The Management of Independent CBSE Schools Association (MICSA) has asked its member schools to reach out to parents under stress and provide them help in whatever way they could and devise an action plan to stabilise the situation for children and parents.

Only recently, the Associated Managements of Primary and Secondary Schools in Karnataka (KAMS) had asked its member schools affiliated to the State syllabus to reduce the fee by around 20 to 25%.

MICSA has sent an advisory to its 200 member schools earlier this week and stated they should extend whatever help they can to parents who are in financial distress. Following this, school managements are examining the situation on a case-to-case basis and are either offering concessions or waiving off fees for a section of the parents.

“We need to keep in mind that the situation is not the same for all the parents. It would be a great service to humanity if we could identify parents under stress and reach out to them with whatever help we could extend. This would be a better service than thinking of concessions across the board. It is time that we address individual predicaments,” the association in a letter to the schools has stated.

Mansoor Ali Khan, General Secretary, MICSA, said that they had left it to the prerogative of school managements and parents to engage in a dialogue and help parents in anyway they could. “The finances of each school are different and it is best if they devise a strategy to help parents,” he said, and added that there was a need for parents to be transparent about their finances.
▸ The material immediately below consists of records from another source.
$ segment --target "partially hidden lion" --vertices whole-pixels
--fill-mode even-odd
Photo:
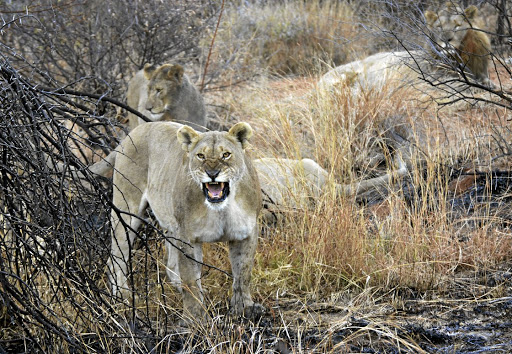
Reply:
[[[263,311],[249,289],[262,205],[258,175],[246,152],[252,134],[247,123],[237,123],[228,132],[201,133],[174,122],[156,122],[138,126],[123,140],[113,177],[109,275],[115,295],[128,289],[129,250],[139,217],[150,206],[169,236],[167,274],[182,292],[185,314],[204,314],[205,242],[229,245],[234,311]]]
[[[320,78],[318,88],[332,90],[342,84],[342,89],[350,87],[357,93],[380,90],[390,80],[394,86],[409,85],[418,77],[435,81],[438,76],[454,75],[453,64],[470,78],[492,87],[488,72],[491,43],[480,27],[478,9],[471,5],[463,11],[448,2],[438,12],[425,11],[424,16],[431,32],[431,42],[424,43],[426,49],[381,52],[340,65]],[[452,63],[447,66],[443,58]]]
[[[154,66],[146,64],[128,83],[128,106],[138,110],[153,122],[174,121],[198,131],[206,129],[206,108],[202,95],[190,82],[178,64]],[[146,123],[128,113],[128,127],[133,130]],[[109,177],[116,160],[116,151],[89,166],[97,175]]]
[[[425,11],[424,15],[434,41],[444,53],[477,81],[491,86],[488,70],[491,41],[481,29],[482,19],[476,6],[463,11],[447,2],[439,11]]]
[[[335,194],[356,196],[389,184],[393,178],[405,176],[407,165],[396,153],[396,170],[385,175],[351,184],[334,182]],[[263,221],[270,224],[279,220],[281,209],[307,205],[319,198],[330,185],[329,173],[311,159],[262,158],[254,160],[263,191],[265,212]],[[277,219],[277,220],[276,220]]]
[[[151,121],[174,121],[196,130],[206,128],[203,97],[178,64],[146,64],[128,83],[128,106]],[[128,125],[134,129],[144,121],[128,113]]]
[[[341,84],[342,89],[350,87],[353,93],[359,90],[380,90],[389,80],[399,85],[407,84],[411,78],[411,58],[420,57],[420,51],[381,52],[361,60],[337,66],[325,73],[318,81],[318,88],[331,90]]]

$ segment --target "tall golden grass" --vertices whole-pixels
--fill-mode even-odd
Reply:
[[[231,1],[229,5],[216,33],[212,70],[229,62],[233,76],[241,71],[256,75],[318,72],[350,60],[356,45],[364,48],[360,41],[353,41],[357,25],[349,3]],[[210,42],[207,38],[205,46]]]
[[[313,205],[288,212],[261,239],[255,288],[312,298],[345,287],[443,290],[461,267],[492,268],[510,256],[512,238],[490,232],[499,223],[491,211],[480,213],[478,226],[460,238],[461,221],[448,203],[447,166],[490,153],[482,125],[465,125],[456,112],[434,105],[415,108],[420,94],[409,88],[354,93],[342,87],[333,94],[311,84],[309,93],[283,99],[274,87],[244,91],[233,101],[234,110],[263,132],[255,142],[258,156],[313,158],[342,183],[368,178],[368,161],[382,144],[379,129],[398,117],[395,124],[416,139],[407,177],[413,191],[405,196],[397,183],[381,204],[364,205],[353,197],[339,200],[331,188]]]

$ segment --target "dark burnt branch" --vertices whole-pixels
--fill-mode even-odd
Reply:
[[[97,112],[91,102],[44,91],[5,58],[0,64],[0,326],[18,324],[28,350],[51,351],[56,341],[86,350],[76,330],[85,332],[80,326],[95,314],[114,313],[99,281],[110,248],[111,186],[66,171],[89,164],[93,151],[85,129],[73,131],[76,117],[115,144],[112,123],[88,115]],[[115,324],[101,323],[114,333]]]
[[[118,107],[121,107],[125,110],[127,110],[128,112],[130,113],[133,113],[135,114],[137,117],[141,118],[142,120],[144,120],[145,122],[151,122],[151,119],[149,119],[148,117],[146,117],[145,115],[143,115],[142,113],[140,113],[139,111],[131,108],[130,106],[120,102],[119,100],[116,100],[112,97],[108,97],[108,96],[105,96],[105,95],[98,95],[98,94],[94,94],[94,93],[87,93],[87,92],[81,92],[81,91],[76,91],[76,90],[70,90],[70,89],[66,89],[66,88],[58,88],[58,89],[51,89],[51,88],[48,88],[48,87],[39,87],[43,92],[48,92],[48,93],[52,93],[52,94],[65,94],[65,95],[72,95],[72,96],[77,96],[77,97],[89,97],[89,98],[94,98],[98,101],[104,101],[104,102],[109,102],[109,103],[112,103]],[[57,97],[60,97],[60,96],[57,96]],[[67,100],[68,103],[70,103],[71,101],[69,101],[68,98],[66,97],[63,97],[62,98],[63,100]],[[84,110],[85,113],[92,113],[90,110],[87,110],[87,108],[85,108],[84,106],[80,107],[82,110]]]

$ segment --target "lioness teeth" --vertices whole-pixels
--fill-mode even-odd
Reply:
[[[206,183],[208,196],[210,198],[222,198],[224,190],[224,182],[210,182]]]
[[[210,191],[208,191],[208,196],[210,198],[222,198],[222,191],[219,194],[213,195]]]

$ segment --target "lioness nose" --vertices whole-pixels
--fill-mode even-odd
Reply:
[[[219,169],[215,169],[215,170],[206,170],[206,174],[208,175],[208,177],[210,177],[212,179],[212,181],[215,180],[215,177],[217,177],[220,173],[220,170]]]

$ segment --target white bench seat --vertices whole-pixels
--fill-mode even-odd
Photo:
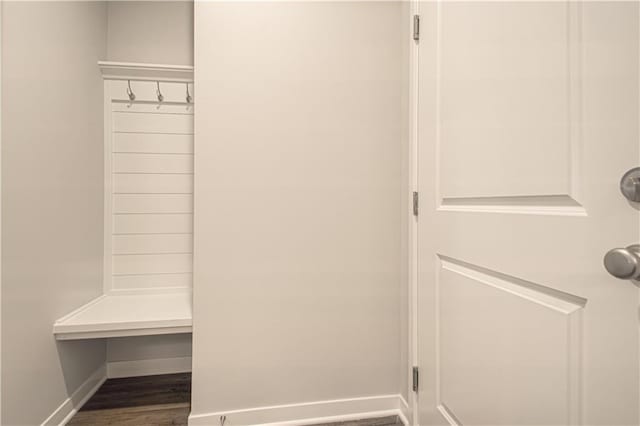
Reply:
[[[58,340],[191,333],[191,291],[105,294],[53,325]]]

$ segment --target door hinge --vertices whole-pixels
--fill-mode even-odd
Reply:
[[[420,372],[418,371],[418,367],[413,367],[413,391],[418,392],[418,385],[420,379]]]
[[[413,215],[418,216],[418,201],[419,201],[418,191],[413,191]]]
[[[420,40],[420,15],[413,15],[413,39]]]

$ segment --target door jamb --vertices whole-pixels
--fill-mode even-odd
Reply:
[[[420,14],[420,4],[418,0],[410,0],[409,4],[409,25],[413,25],[413,16]],[[412,33],[412,32],[411,32]],[[419,40],[410,37],[409,43],[409,194],[418,188],[418,64],[419,64]],[[411,206],[409,212],[408,234],[408,261],[409,261],[409,368],[407,374],[410,375],[409,383],[412,381],[412,366],[419,367],[418,357],[418,216],[414,216],[412,197],[407,197]],[[409,386],[409,406],[412,413],[411,422],[414,426],[419,425],[418,419],[418,392],[414,392]]]

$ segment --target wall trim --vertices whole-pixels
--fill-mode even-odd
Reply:
[[[107,380],[107,369],[101,365],[87,380],[76,389],[56,410],[51,413],[41,426],[63,426],[82,408],[82,406],[98,391]]]
[[[110,379],[189,372],[191,372],[190,356],[107,362],[107,377]]]
[[[398,397],[400,398],[400,419],[402,420],[402,423],[409,426],[413,424],[413,422],[409,420],[413,418],[413,410],[402,394],[398,395]]]
[[[189,426],[220,424],[226,416],[230,425],[312,425],[337,421],[397,415],[405,425],[406,401],[401,395],[379,395],[361,398],[314,401],[300,404],[274,405],[214,413],[190,414]]]
[[[192,65],[98,61],[105,80],[193,81]]]

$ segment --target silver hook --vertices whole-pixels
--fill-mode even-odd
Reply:
[[[189,93],[189,83],[187,83],[187,103],[190,104],[193,101],[191,94]]]
[[[162,102],[164,101],[164,96],[162,96],[162,93],[160,92],[160,82],[156,81],[156,95],[158,95],[158,102]]]
[[[131,80],[127,80],[127,95],[129,96],[130,101],[136,100],[136,94],[131,90]]]

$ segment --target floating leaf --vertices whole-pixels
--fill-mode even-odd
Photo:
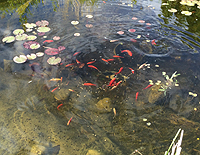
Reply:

Many parents had lost jobs or faced salary cuts during the pandemic. As a result, many are unable to pay fees. The association has even suggested that schools “organise voluntary support of parents to compatriots in need”.

Ruchitha S., a parent whose child studies in a CBSE-affiliated school, felt this was a viable solution. “Many parents like me who are software engineers have faced no salary cuts can afford to pay the full fees, but some parents who have lost jobs are finding it difficult to pay the fees,” she said.